I forgot that there is no hidden agenda. No ultimate desire to create something beyond the something being created. That is to say, my intention for this space of verbosity does not have an endgame. Evolution has no endgame. There is no point where I will stand from this desk and say, “I have a arrived! I am a writer!” and rest my literal ass on my figurative laurels with contentment.

I forgot about the love of the loquacious, the propensity for the prose, the fondness of the flow, the wild eyed delight of the word written well, the appeal of alliteration.

I forgot that I don’t need to be anything in particular. My penchant this week for writing ramblings of an erotic nature does not preclude my proclivity for poetry. And, to be fair, there is a plethora of poetry in a fuck done well.

I get so caught up in the this or the that, it sometimes makes me forget I encompass the all.

So here it is, day one of a new 30 day write yourself alive writing challenge that started well over a month ago. I wasn’t ready to do it before today. Why? Because of the words.

I forgot to not get hung up on the way something is worded for it to have resonance with me.
The first challenge? What is standing in the way of your creative revolution?

I’ve struggled with the answer to that since August first, when the challenge started. “well, it’s obviously me. not making time for this thing that I should have found a way to make a viable endeavour by now. Is that what I want? Do I want to be a published author at some point? Is that my goal? Do I write things worth publishing? I don’t even know if that’s what I want! Should it be? But I barely show up, that’s obviously what’s in the way. Plus I give in to the voices that tell me I have time, that I can do it later, that I can spend another while reading someone else’s genius, rather than acknowledging my own. Because how arrogant is it to insist that I’m in a category similar to these other writers?”

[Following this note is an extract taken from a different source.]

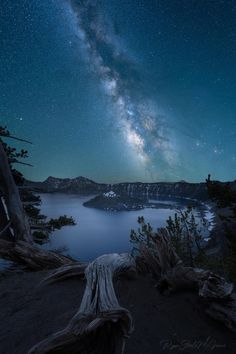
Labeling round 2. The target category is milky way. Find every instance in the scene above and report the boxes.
[0,0,236,183]
[66,0,178,172]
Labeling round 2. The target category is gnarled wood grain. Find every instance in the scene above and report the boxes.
[29,254,135,354]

It’s not fucking arrogant at all if it’s true.
And it’s true.

We all have things that we’re good at. I suck at being a responsible parent. Why? Because it’s not something I do. If I did it? I wouldn’t suck at it. It’s the same with writing. I’m a way better writer than I am a parent because I do it way more often. And if I did it as frequently as a mom or dad parents someone? I’d be a fucking genius at it. Every day, go hard, don’t turn it off because you don’t have a choice. That’s not to say that I won’t have days where I’m a shitty writer, just like parents won’t have days where selling children to gypsies feels like a viable option. (How did that start? Are gypsies really in the habit of buying children? I was always hopeful when I heard that, nothing ever came of it though…) but it’s the showing up, the goddamn I have to leave this bed WHY? ok, fine! and doing so. But I was trying to reconcile aspects of myself I found lacking and trying to plan a creative revolution to unseat them and perhaps chop their heads off and dance in the streets while burning the bastille.

But that would suggest there are aspects of me that need to go. That need to be usurped and deposed and done away with. And that wasn’t sitting well with me. And one day I suddenly thought, how different would this feel if I dropped an R?

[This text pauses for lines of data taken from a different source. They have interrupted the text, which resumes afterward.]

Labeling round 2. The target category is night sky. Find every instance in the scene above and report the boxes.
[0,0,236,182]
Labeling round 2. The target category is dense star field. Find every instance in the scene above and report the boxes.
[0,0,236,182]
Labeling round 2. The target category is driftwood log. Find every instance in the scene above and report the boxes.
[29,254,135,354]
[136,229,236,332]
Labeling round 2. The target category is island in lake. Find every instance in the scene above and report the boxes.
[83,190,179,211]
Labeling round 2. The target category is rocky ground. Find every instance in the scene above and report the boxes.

What is standing in the way of my Creative Evolution?

Instead of revolting and railing against the old guard, the habits that have grown complacent and out of touch, how can I fold all of these traits into this personal pastry I’m in the middle of baking and turn it into some damn fine all of the things pie?

I don’t deny that there are habits I’ve outgrown. I don’t pretend that there aren’t patterns that need work. But to demand of myself that I sunder them, cast them aside and forge a new, stronger personality from the ashes of my former self seems slightly more brutal than I’m inclined to do.

Now I know that there will be those who would see a revolution as the best possible scenario. And that’s great. But I’ve come to understand that for me, the best perspective is one of evolution. Tearing down the old makes way for the new, but in doing so, many of the lessons that could have been learned are lost. Of course I grasp the benefit of phoenix from the inferno, new growth after a forest fire mentality, but that doesn’t suggest a revolution to me. It’s nature.

And, being that it’s natural for seasons to change, and things to start anew, here I am in my writey place at day one.

What’s standing in the way of my creative evolution?